McCollum’s chip time had him finishing in just under four hours and 25 minutes.
“I never walked,” McCollum reiterates. “Never walked.”
That is part of the way McCollum is wired. It’s not just the fact that he got to the finish line, it’s how he got there.
“I hated the marathon,” McCollum said. “It was absolutely the worst thing that I’ve ever done. It was horrible. But I loved training for it. I loved getting up in the morning and not wanting to do it, and then going and doing it. The gratification of the work. I loved it.”
When McCollum inevitably hit that wall, he kept going.
“I’m not going to stop, you know?” he said. “Just not going to stop. It’s just what you do. You fight. There’s a goal and you’ve got to finish it. That’s just what you do. It’s just of the nature of, that was why I needed to do it. It was fun.”
For someone who has won so much, it’s easy for there to be a misconception about McCollum’s relationship with it. Despite what conventional logic might say, the wins themselves are not why he is so relentless.
“Winning doesn’t excite me that much,” McCollum said. “For me, when you win the championship or when you win a conference or you win a game, it doesn’t excite me like it would somebody else. When you see teams celebrate, I don’t know, it doesn’t do it for me. I absolutely love practice. I love it. I love delayed gratification. I love the work every single day. I love the fight to get better for the competition.”
It’s not like the program he is currently undertaking has never had success, but it will take some rebuilding. This is a fan base that needs reason to re-engage with the program. The Hawkeyes have not made the NCAA Tournament since 2023. They have not won a game in the Big Dance since 2021, something that McCollum accomplished in his first season as a Division I head coach at Drake.
Less than one week before Iowa’s season opener against Robert Morris, McCollum states that his marathon-running career is behind him, only to quickly reopen the possibility, as if he’s threatening to put himself back in that mental cage match.
“Yeah, I’m done after that,” McCollum says, before contradicting himself just a second later. “I might run another one. Because sometimes, I think you need to suffer a little bit to make yourself better, and you need to challenge yourself.”
It’s not the finish line he is seeking. It’s what comes along the way.

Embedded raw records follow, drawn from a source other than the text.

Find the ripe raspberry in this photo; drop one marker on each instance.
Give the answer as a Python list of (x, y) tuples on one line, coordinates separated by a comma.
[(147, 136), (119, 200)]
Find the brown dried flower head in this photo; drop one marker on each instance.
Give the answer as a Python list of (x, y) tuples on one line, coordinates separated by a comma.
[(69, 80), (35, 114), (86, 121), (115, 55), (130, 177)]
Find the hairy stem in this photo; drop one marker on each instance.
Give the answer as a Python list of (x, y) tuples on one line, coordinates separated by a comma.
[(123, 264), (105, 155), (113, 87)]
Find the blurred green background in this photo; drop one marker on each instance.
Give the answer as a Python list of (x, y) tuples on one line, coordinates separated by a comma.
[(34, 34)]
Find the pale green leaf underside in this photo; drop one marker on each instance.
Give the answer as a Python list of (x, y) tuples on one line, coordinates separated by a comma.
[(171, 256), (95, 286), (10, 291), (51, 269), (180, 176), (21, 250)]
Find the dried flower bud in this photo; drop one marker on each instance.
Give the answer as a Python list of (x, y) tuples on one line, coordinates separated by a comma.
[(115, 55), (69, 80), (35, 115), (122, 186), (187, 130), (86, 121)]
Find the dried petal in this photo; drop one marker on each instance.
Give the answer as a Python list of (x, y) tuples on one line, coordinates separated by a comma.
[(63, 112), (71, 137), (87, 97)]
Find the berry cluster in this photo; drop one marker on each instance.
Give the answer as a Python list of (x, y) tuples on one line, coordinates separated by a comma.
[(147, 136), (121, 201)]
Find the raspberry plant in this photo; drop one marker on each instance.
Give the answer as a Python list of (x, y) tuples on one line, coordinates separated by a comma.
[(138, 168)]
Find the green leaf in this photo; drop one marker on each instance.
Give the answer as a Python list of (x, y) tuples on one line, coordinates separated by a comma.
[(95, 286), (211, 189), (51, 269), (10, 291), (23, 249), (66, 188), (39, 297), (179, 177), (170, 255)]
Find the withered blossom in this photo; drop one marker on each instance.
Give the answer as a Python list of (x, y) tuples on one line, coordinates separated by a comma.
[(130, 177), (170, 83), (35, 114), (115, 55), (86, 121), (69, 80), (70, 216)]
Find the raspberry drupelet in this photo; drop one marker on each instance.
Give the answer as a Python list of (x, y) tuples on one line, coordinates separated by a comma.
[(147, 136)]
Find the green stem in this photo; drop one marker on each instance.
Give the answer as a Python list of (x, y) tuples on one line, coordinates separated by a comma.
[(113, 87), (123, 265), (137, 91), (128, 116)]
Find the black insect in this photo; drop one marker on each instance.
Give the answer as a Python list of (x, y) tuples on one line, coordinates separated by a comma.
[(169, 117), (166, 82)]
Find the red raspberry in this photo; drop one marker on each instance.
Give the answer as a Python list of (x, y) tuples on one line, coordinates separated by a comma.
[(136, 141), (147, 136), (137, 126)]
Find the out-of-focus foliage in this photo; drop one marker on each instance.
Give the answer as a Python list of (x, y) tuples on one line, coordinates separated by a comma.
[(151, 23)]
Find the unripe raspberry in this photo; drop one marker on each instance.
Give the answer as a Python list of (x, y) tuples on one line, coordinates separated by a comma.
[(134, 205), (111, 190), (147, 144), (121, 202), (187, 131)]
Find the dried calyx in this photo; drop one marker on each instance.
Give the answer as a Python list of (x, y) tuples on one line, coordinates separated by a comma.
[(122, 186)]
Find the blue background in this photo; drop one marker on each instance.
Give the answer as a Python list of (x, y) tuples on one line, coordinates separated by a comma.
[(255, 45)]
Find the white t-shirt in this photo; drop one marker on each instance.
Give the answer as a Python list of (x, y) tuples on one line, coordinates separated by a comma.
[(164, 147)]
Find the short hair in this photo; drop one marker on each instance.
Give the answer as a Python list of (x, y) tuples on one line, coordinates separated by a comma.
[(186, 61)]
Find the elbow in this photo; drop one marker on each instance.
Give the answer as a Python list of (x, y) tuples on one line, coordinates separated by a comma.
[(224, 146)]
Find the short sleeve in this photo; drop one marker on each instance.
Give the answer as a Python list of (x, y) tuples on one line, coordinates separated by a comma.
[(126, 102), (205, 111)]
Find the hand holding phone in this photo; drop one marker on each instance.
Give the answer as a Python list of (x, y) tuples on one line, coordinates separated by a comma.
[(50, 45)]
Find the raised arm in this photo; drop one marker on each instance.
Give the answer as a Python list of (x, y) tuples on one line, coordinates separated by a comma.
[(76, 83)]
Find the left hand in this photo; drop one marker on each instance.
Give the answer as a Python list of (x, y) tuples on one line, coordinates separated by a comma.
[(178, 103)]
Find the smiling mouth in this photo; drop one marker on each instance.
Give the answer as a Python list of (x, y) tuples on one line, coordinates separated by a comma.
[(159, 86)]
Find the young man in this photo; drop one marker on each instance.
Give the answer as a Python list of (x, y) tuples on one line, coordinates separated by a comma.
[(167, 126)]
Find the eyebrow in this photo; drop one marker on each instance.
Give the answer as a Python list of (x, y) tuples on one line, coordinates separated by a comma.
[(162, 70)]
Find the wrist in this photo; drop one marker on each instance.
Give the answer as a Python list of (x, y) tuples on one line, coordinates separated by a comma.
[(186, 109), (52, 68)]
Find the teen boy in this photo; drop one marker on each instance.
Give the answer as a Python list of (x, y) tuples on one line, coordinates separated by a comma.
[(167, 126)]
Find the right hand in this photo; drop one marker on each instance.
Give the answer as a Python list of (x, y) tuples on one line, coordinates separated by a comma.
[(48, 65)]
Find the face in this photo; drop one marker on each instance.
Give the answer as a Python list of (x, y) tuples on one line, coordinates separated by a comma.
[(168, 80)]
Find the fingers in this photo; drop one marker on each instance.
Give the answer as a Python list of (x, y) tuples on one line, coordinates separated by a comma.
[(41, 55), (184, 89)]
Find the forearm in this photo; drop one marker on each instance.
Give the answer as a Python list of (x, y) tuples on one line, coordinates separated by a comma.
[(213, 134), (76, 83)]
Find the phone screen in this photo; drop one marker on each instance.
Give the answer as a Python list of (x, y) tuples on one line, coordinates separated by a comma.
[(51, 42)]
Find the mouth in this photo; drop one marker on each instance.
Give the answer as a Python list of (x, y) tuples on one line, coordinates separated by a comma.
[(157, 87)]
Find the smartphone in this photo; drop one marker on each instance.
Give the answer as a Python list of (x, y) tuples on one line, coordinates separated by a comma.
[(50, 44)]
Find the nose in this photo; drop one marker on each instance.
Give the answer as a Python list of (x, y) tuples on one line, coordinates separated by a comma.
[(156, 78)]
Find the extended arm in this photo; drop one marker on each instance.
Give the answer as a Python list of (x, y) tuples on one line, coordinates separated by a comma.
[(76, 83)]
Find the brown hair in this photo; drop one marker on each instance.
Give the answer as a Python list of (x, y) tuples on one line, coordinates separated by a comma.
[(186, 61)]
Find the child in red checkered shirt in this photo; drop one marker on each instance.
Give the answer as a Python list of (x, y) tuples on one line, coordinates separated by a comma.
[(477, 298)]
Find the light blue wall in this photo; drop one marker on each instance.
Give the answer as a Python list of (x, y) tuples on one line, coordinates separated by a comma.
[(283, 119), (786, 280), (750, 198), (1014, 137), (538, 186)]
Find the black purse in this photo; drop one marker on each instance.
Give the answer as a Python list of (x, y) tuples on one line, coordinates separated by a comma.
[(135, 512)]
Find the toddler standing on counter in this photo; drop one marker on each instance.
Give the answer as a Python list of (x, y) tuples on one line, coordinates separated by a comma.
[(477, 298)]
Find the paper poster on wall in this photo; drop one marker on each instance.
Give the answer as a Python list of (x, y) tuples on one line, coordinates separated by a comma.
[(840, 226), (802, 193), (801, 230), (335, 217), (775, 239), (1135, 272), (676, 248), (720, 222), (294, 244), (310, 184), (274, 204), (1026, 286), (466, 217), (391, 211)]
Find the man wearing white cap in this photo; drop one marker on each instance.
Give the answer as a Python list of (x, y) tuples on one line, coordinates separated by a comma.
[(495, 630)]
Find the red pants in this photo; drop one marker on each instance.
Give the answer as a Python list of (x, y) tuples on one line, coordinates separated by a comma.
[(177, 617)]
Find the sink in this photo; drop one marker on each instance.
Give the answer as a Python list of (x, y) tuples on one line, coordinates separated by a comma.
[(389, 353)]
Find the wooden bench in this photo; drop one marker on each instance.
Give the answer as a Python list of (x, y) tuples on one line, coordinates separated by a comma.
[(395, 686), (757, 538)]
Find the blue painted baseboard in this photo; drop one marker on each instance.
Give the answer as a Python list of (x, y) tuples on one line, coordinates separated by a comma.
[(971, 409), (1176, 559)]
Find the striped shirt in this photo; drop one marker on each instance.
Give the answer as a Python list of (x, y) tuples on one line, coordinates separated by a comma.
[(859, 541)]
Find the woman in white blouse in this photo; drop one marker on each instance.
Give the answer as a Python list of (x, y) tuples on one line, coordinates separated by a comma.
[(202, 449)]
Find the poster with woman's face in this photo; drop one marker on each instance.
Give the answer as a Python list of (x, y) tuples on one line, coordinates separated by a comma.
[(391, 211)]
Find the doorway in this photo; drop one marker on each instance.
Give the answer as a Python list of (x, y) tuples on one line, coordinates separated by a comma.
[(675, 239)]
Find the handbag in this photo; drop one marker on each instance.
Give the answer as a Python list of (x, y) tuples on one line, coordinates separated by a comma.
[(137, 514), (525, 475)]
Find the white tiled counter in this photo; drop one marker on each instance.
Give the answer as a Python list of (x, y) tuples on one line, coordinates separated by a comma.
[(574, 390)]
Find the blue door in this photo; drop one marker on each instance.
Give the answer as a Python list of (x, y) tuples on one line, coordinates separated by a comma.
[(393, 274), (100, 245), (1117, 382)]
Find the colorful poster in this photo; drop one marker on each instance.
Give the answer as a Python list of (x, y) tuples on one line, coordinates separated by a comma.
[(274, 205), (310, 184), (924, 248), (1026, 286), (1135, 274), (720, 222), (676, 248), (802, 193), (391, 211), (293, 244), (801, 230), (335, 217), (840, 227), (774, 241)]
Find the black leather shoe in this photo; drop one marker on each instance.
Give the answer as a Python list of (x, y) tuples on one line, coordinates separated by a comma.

“I didn’t chase this job, you know?” McCollum said. “But I chased being good at Northwest and trying to make a difference in those kids’ lives. I just chased that. I never chased a win. That’s probably what I’ve never chased. I’ve never chased a championship. I’ve never chased this job. Some of it just happens. And that’s probably why it happens, because you don’t chase it. Because you don’t control the results of a lot of those things. But you do control how you act every single day.”